Paul Brace of Brace's Orchard in Franklin Township said that with 150 acres of apple trees his orchard has a 40 percent harvest.
"We are one of the fortunate ones," Brace said. "We do not sell wholesale, only retail, and will be selling apples in our store year round and will be making cider until Christmas."
Surrounded by succulent red apples, Brace, an eighth-generation farmer, said his store is very busy these days, offering a variety of apples by the quart, fresh apple cider and a selection of homemade apple treats including apple cider donuts, fresh pies, tarts, caramel apples, and apple butter.
The prices of apples depend on the variety and amount.

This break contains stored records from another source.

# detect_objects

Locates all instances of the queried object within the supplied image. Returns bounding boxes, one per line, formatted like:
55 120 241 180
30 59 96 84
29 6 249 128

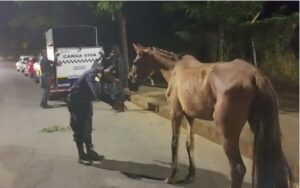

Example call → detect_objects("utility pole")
251 12 261 67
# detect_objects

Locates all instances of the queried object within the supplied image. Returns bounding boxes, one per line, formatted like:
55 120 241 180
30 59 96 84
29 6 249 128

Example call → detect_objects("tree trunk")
251 38 258 67
116 10 129 85
218 23 224 61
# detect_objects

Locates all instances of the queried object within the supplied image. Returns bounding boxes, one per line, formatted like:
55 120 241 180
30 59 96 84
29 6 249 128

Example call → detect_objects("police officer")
40 50 53 108
67 66 117 163
104 45 128 112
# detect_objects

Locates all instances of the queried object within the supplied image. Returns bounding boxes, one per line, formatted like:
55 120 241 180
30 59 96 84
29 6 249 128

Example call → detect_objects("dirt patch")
40 125 71 133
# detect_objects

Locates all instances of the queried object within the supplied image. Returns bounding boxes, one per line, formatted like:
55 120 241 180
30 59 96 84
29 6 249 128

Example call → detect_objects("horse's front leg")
165 110 183 184
185 115 195 182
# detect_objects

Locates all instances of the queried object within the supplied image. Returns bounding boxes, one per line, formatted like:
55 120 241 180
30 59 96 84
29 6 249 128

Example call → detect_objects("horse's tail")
249 71 293 188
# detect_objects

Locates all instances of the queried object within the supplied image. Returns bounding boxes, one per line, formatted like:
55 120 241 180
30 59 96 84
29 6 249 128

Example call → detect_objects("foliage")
261 52 299 90
231 14 299 62
161 1 263 61
185 1 262 24
160 2 298 89
228 14 299 90
255 14 298 54
96 1 123 13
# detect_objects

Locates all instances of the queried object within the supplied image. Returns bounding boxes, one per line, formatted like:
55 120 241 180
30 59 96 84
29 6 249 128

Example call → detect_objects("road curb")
129 93 299 183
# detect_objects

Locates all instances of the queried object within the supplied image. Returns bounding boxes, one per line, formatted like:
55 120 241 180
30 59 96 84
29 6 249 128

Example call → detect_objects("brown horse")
128 44 292 188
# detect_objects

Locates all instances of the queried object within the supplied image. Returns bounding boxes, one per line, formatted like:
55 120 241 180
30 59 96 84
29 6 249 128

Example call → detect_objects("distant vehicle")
20 56 34 73
24 57 37 77
45 25 104 100
16 56 31 72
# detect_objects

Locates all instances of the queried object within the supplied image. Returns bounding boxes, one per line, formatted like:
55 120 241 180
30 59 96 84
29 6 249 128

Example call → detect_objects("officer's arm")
86 73 101 100
104 64 115 73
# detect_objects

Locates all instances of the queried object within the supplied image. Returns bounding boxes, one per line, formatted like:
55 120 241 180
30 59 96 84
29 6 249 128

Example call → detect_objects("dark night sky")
0 1 298 57
260 1 299 19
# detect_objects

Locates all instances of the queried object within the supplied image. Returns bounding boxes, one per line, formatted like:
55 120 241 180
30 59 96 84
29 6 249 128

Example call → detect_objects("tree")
163 2 263 61
96 1 129 79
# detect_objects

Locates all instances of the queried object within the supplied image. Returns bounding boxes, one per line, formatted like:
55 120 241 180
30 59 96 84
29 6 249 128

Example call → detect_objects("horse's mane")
145 46 191 69
151 47 184 61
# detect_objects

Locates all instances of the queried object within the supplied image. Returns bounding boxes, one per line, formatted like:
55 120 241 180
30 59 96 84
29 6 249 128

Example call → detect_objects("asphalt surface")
0 60 255 188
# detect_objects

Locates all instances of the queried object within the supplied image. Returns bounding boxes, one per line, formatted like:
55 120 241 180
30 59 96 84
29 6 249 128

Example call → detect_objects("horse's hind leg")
222 134 246 188
165 109 183 184
185 115 196 182
214 95 251 188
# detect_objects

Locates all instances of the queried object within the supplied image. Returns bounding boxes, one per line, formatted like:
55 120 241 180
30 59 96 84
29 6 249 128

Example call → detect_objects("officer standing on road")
104 45 128 112
40 50 53 108
66 66 118 164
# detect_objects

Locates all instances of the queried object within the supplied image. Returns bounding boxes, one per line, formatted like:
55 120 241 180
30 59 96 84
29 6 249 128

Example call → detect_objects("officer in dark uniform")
103 45 128 112
40 50 53 108
66 66 117 163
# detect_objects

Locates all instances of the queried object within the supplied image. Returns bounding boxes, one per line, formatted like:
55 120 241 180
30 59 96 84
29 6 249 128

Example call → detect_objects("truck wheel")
49 93 55 101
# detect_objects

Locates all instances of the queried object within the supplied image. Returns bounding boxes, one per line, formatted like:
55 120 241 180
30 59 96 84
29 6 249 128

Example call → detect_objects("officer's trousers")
67 101 93 149
41 87 50 106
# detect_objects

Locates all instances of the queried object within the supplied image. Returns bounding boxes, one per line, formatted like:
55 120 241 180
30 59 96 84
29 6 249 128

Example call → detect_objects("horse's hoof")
164 177 175 184
185 174 195 183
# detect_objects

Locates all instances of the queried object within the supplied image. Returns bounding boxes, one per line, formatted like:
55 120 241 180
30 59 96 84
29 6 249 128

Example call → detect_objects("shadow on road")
49 103 67 108
92 159 252 188
34 103 66 109
93 106 149 113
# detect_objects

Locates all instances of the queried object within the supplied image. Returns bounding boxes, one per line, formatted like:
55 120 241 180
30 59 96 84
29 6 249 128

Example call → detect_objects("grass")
40 125 96 133
40 125 71 133
261 52 299 91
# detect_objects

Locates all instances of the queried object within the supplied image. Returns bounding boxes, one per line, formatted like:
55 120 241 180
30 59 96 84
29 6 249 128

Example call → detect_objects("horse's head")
128 43 156 92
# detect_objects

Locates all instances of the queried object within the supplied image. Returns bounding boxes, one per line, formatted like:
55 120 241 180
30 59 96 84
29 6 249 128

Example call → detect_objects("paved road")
0 61 254 188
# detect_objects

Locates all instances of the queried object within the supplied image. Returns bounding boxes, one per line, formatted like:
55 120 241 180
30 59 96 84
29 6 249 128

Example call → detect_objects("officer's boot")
85 139 104 162
76 141 90 164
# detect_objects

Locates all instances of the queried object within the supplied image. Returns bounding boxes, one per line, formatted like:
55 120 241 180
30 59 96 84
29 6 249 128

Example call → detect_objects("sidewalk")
129 86 299 182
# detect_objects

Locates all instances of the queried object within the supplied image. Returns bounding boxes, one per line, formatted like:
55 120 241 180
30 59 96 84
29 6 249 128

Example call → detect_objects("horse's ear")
133 43 143 54
133 43 139 51
133 43 144 49
136 43 143 48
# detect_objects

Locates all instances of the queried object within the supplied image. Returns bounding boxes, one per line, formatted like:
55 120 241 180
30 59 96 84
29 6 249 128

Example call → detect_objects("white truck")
45 25 104 100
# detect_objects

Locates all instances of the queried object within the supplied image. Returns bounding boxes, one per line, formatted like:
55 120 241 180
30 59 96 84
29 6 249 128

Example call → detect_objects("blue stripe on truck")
56 78 77 89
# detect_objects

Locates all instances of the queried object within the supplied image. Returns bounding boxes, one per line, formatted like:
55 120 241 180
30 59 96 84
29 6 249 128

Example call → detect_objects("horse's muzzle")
128 79 140 92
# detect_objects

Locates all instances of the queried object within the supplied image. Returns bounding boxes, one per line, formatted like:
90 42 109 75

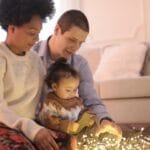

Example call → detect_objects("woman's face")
6 15 42 55
52 76 80 100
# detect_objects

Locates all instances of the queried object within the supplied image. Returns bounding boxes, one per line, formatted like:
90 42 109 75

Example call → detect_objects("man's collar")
67 57 72 64
38 36 72 64
38 36 51 57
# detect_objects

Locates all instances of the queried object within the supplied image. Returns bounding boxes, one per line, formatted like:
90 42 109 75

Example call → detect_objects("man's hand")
95 119 122 139
34 128 59 150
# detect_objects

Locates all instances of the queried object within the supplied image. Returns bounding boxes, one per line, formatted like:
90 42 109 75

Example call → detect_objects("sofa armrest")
99 76 150 99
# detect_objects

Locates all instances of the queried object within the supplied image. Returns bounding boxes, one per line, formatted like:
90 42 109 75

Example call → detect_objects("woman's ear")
51 83 57 91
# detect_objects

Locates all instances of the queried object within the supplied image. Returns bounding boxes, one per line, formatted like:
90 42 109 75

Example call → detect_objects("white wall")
80 0 148 45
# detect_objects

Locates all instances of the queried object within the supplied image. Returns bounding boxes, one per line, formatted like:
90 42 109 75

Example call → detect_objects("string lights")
77 127 150 150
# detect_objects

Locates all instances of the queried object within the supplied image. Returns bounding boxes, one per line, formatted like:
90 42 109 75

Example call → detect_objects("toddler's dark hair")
0 0 55 30
46 57 80 88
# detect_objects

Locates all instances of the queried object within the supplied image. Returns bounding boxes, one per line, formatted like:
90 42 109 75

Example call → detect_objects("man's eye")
68 38 76 43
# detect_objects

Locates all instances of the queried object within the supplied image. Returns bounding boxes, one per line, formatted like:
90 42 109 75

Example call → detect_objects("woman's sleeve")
0 57 43 141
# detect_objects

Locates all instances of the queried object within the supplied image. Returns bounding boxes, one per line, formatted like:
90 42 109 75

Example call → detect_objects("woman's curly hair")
0 0 55 30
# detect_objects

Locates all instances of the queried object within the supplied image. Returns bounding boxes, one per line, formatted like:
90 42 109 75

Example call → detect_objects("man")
33 9 122 138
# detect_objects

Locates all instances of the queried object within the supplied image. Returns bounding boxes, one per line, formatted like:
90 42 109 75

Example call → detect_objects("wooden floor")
118 123 150 135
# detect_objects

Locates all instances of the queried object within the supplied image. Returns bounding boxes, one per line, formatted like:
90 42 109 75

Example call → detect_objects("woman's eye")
28 32 36 36
26 31 38 37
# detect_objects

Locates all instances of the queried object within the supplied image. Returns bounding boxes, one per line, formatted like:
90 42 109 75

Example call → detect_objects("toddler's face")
52 77 79 99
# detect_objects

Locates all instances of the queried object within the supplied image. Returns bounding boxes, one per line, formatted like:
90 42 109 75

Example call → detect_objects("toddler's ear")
51 83 57 91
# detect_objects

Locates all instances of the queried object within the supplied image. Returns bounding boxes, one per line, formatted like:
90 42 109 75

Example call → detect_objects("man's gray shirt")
32 38 112 124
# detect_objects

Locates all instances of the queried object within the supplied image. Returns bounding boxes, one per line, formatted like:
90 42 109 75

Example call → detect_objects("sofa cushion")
103 98 150 123
99 76 150 99
94 43 147 81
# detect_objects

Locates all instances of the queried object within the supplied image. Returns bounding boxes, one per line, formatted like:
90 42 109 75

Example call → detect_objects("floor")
77 123 150 150
119 123 150 135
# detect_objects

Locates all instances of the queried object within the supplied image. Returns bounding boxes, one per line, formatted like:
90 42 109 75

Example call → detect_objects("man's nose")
71 42 81 52
75 42 81 50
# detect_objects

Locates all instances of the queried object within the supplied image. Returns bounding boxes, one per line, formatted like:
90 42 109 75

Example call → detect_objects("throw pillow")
94 43 147 81
141 45 150 75
78 48 101 74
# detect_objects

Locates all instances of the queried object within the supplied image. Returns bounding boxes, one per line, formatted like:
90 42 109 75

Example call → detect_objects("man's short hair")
57 9 89 33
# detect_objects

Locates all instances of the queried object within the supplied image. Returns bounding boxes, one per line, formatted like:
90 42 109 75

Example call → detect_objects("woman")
0 0 59 149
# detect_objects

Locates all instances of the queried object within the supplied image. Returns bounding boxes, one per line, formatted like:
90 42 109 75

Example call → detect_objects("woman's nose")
34 35 39 42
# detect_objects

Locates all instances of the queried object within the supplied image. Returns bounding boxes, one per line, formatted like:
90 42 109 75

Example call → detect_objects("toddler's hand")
67 122 79 134
76 111 95 133
78 111 95 126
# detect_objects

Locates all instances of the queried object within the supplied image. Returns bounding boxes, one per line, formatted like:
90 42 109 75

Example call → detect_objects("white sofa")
78 43 150 124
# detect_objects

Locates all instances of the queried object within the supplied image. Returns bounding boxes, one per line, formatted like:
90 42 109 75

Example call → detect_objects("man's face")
52 25 88 59
52 76 79 99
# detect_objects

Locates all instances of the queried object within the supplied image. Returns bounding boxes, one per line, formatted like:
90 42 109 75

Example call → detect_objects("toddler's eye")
66 89 71 92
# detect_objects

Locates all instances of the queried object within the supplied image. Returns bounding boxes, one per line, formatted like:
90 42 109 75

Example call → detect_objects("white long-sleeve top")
0 42 45 141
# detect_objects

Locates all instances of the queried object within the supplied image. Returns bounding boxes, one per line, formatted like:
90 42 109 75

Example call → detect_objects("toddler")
39 57 95 149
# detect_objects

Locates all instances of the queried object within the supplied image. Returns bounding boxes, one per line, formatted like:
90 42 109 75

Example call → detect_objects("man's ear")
51 83 57 91
7 25 16 34
54 24 62 35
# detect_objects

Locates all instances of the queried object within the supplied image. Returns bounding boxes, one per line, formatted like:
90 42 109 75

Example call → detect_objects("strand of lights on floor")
77 127 150 150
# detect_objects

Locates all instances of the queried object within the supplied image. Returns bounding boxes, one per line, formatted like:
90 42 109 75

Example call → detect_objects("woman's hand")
34 128 59 150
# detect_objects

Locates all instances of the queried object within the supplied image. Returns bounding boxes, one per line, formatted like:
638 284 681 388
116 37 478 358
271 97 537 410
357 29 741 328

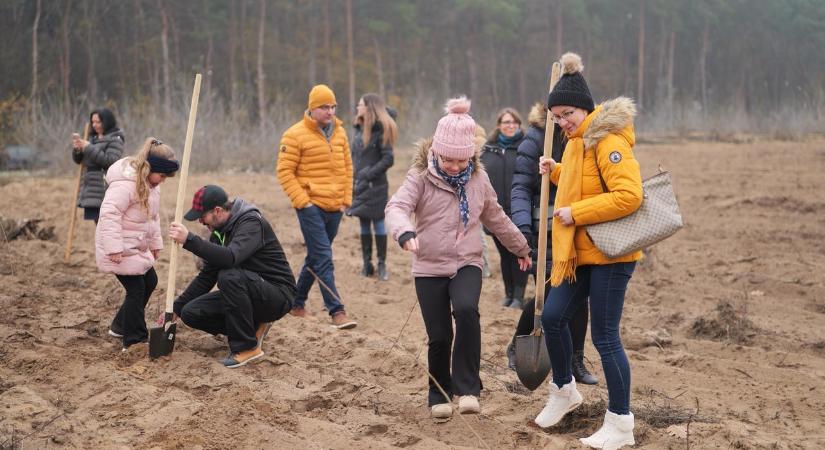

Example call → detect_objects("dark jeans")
414 266 482 406
542 262 636 414
515 297 588 355
294 205 344 315
175 268 293 353
358 217 386 236
492 235 529 299
113 267 158 348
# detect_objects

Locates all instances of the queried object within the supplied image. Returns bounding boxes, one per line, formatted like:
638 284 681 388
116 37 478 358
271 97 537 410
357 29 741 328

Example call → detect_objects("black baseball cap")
184 185 228 221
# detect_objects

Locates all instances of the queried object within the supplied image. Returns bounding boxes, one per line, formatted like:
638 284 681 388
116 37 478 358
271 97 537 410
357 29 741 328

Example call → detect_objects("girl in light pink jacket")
385 97 531 420
95 138 179 350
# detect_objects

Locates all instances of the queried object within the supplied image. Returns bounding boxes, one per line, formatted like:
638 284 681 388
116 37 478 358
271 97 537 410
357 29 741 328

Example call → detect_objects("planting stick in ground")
148 74 201 359
64 123 90 263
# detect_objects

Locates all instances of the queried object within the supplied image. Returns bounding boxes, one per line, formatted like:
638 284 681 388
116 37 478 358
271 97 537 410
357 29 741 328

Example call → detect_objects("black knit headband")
147 155 180 174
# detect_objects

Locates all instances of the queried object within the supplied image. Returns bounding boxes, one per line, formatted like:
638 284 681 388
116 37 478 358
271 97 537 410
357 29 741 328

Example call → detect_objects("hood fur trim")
527 102 548 129
582 97 636 150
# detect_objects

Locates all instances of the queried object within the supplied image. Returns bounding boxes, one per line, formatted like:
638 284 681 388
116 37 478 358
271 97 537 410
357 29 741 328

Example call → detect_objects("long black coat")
72 128 125 208
348 122 394 220
480 134 523 217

For example one quart of Macintosh apples is $3 and a gallon of apple cider is $5, he said.
Brace estimates people are "driving about 20 miles to his store because grocery store prices are so expensive."
Ruth Heller of Heller's Orchard, which began in 1919 in Wapwallopen, said this apple-growing season was a tough one.
"We had frost in April, dry weather in the summer and a hail storm in July," she said.
Heller estimates her apple harvest is about 50 percent smaller than last year, but her orchard is still able to provide wholesale apples to some Gerrity's Supermarket locations and sell some retail in her store.
"The apple crop is panning out well," she said. "The crop will be harvested by the end of the month."
With 75 acres of her orchard dedicated to growing apples, Heller said her operation is able to provide customers with a half a bushel, about 21 pounds, of Honeycrisps for $35, and a half a peck, which is about 5 to 6 pounds, of Macintosh apples for $7. This is still cheaper than the large chain grocery store prices. Her apple cider is also $5 a gallon.
With the demand for apples running high, Brace and Heller said they have received calls from other states, including New York, New Jersey and Michigan, from people looking to buy apples wholesale.
"The eastern states were hit hard, some places do not have any apples at all, such as areas in New England, western New York and Michigan," Heller said.
Another factor to the apple market is the reduction of the number of local fruit farms. Brace said that a generation ago "there used to be 88 family fruit farms in Luzerne County."
"Now there are two -- us and Heller's," he said.
"It is important to support your local farms."
Heller's and Brace's orchards have their own stores.